Буассон глубоко, натужно вздохнул, снова закашлялся, вытащил платок, сплюнул и сунул платок комом обратно в карман.
— А умру я, выходит, только сейчас. Но мне уже все равно. Вы бы знали, до чего мне на это наплевать!
— Ничего вы не умрете. Я вас верну к жизни!
Буассон нервно усмехнулся:
— А вам самоуверенности не занимать.
— Не в этом дело. У меня есть одна задумка. Насчет вас, Кэри Гранта и меня.
— Я умираю. Мне сказал врач. Рак легкого. Месяца три еще протяну, максимум полгода. Я ничего не говорил жене, да мне и все равно… Совершенно все равно. Жизнь я прожил впустую. И даже не знаю, сам я в этом виноват или нет… Я был не готов к такой встрече, к тому, чтобы самому распоряжаться своей жизнью.

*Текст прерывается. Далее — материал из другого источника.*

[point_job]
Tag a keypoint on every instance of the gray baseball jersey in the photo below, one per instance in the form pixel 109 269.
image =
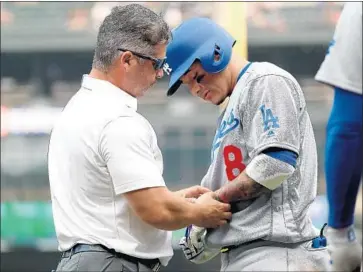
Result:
pixel 342 66
pixel 266 109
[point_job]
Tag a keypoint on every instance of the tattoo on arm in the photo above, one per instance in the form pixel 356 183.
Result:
pixel 241 188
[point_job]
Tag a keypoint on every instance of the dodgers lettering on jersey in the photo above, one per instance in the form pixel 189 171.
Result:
pixel 342 66
pixel 266 109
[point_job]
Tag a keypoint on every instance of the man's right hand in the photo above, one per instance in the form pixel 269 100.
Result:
pixel 212 212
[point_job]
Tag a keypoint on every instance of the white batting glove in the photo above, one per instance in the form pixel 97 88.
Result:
pixel 193 245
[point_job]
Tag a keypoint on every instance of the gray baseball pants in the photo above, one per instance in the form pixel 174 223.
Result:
pixel 99 260
pixel 271 256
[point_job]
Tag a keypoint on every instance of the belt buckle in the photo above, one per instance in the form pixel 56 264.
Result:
pixel 156 267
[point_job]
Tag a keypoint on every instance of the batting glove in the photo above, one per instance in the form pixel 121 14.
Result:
pixel 193 245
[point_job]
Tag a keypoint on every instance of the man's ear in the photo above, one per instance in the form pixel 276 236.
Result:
pixel 125 60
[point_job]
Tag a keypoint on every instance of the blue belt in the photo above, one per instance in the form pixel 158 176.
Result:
pixel 153 264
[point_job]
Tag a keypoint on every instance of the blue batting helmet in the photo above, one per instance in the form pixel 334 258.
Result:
pixel 197 39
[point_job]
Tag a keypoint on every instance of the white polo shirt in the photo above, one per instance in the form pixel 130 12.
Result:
pixel 100 148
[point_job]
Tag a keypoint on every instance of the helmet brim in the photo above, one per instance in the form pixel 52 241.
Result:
pixel 175 82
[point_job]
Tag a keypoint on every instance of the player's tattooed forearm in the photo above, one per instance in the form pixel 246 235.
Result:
pixel 242 188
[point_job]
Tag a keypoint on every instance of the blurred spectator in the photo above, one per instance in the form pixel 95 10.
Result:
pixel 331 11
pixel 7 16
pixel 100 10
pixel 266 15
pixel 173 14
pixel 77 19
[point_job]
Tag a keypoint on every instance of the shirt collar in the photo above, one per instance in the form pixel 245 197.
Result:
pixel 103 86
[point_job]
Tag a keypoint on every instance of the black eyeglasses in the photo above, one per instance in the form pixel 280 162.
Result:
pixel 157 63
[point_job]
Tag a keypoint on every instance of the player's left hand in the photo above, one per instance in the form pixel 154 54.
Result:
pixel 193 246
pixel 193 192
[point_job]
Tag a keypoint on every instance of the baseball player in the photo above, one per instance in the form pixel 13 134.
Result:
pixel 342 69
pixel 263 157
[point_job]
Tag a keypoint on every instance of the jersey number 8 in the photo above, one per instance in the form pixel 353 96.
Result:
pixel 233 160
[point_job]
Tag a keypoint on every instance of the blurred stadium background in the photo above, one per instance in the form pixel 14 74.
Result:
pixel 47 46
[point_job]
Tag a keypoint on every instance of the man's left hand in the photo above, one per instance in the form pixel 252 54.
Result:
pixel 193 192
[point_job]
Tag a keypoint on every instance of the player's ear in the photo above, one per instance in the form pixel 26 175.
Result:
pixel 126 60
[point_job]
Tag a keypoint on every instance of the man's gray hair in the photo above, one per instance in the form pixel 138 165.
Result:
pixel 133 27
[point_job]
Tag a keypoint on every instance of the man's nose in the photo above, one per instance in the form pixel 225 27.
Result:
pixel 159 73
pixel 194 88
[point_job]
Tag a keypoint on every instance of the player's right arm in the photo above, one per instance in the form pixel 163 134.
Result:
pixel 271 125
pixel 125 146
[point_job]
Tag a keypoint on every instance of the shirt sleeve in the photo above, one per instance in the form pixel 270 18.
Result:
pixel 271 118
pixel 126 146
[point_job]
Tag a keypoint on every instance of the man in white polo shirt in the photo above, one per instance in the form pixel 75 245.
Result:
pixel 111 208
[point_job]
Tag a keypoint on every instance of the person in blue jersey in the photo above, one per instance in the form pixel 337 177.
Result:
pixel 342 70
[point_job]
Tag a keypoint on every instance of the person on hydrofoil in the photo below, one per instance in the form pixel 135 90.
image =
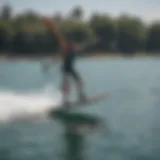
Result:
pixel 69 50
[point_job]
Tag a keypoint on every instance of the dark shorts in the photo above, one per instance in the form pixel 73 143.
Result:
pixel 69 71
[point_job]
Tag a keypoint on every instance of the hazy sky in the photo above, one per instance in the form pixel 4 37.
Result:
pixel 147 9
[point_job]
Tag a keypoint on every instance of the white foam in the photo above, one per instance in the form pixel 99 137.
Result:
pixel 16 105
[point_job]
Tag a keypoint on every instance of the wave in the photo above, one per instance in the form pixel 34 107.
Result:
pixel 20 105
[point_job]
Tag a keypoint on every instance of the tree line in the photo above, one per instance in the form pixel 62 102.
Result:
pixel 25 33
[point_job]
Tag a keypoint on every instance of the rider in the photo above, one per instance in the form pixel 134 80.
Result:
pixel 69 50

Меня этому не учили. Меня учили молчать и слушаться.
— Как, собственно, и всех ваших сверстников.
— Если бы надо было что-то сделать для него, у меня хватило бы храбрости на все что угодно. Но для себя… У него я готов был быть шофером, секретарем, лакеем, хоть кем, лишь бы быть с ним, при нем. Когда он уехал из Парижа, для меня это было все. Конец. Конец всей жизни. Мне было семнадцать. Глупо, не так ли? Что мне оставалось: память об этих днях, что мы провели с ним, да эта черная тетрадка, которую я без конца перечитывал, естественно, тайком… Моя нынешняя супруга ничего не знает. Да она вообще обо мне ничего не знает. Не факт, что она беспокоится, когда я кашляю. Вы и то, похоже, не так безразличны, как она… Может, поэтому я вам все это и рассказал. К тому же… странно это как-то, что чужой человек знает твою самую сокровенную тайну. Так подумаешь — и мурашки по коже.
Жозефина вспомнила, какое досье собрал на Буассона Гарибальди, и устыдилась.
— Странные мне жизнь выкидывает фортели. С посторонними людьми я запанибрата, а для родных я тайна за семью печатями. Странно, не так ли?
Он усмехнулся, но осторожно, словно чтобы не растревожить кашель.
— Да мне и все равно, умирать, нет… Я устал жить. Устал притворяться. Смерть для меня — как освобождение: не нужно будет больше врать. Я всю жизнь кем-то прикидывался. Каков я на самом деле, знала, пожалуй, только Женевьева. Когда она умерла, это была для меня очень большая потеря. Она была моим единственным другом. С ней мне ничего не нужно было из себя строить. Я вам даже больше скажу… Что уж теперь-то… Мы с Женевьевой даже ни разу не были физически близки. Ни разу.